According to Strategy Analytics, it seems that Google's Android and Apple's iOS , together, have covered in the fourth quarter of 2012, as many as 92% of the smartphone market, leaving really only the crumbs to competitors, such as from Microsoft and RIM, hoping that the new Windows Phone 8 and Blackberry 10 OS should turn the tide.
Globally, in 2012, 700 million smartphones were sold, a number significantly higher than the 490.5 million sold in 2011. The last quarter of last year, the one that goes from October to December, saw the sale of 217 million phones (more than a quarter of the total), while the fourth quarter of 2011 had been sold "only" 158.6 million phones .
The research also shows that, of the total 700 million phones sold last year, well 479 million use the Google's Android OS, 135.8 million were iPhones and only 85.3 million phones were sold by the competition, including the Nokia Lumia smartphones.

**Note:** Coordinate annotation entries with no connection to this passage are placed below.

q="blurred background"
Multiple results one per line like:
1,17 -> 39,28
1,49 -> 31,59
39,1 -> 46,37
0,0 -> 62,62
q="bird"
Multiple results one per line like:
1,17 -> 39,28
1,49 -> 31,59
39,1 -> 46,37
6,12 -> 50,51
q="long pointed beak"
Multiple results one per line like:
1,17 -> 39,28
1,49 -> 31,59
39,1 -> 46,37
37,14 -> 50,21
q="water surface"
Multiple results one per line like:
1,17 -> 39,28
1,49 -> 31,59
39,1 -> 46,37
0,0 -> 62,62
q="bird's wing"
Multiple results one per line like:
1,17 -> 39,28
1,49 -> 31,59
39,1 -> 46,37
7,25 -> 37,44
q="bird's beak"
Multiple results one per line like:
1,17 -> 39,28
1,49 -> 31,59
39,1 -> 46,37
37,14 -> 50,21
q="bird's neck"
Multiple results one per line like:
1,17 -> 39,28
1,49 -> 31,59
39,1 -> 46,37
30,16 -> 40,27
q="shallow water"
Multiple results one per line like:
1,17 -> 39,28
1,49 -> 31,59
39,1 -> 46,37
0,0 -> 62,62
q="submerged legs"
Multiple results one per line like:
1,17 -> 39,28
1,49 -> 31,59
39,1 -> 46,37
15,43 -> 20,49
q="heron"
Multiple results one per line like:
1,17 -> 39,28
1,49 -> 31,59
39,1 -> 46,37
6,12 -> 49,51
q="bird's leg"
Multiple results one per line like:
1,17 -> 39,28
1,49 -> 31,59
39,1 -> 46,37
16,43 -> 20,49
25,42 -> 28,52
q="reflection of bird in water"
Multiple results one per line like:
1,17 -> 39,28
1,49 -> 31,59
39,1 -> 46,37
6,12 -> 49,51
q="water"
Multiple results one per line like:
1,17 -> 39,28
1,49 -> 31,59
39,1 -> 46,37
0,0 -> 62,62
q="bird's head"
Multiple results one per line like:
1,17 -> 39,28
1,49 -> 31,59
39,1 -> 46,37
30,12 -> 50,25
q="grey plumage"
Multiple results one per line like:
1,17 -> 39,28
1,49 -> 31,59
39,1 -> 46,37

In percentage terms, however, the 68.4% of the smartphone market for the year 2012 belonged to Google Android (In 2011, Google's mobile OS covered less than half of the market), 19.4% was from Apple (who in 2011 had a market share of 19%) and the remaining 12.2% is for other competitors, including Windows Phone and RIM. Even these numbers show major difference if you focus on the fourth quarter: Android had 70.1% of the market, Apple 22% and for the other only 7.9%. Summing the market shares of Google and Apple operating systems, we arrive at over 92%, a predominance downright embarrassing.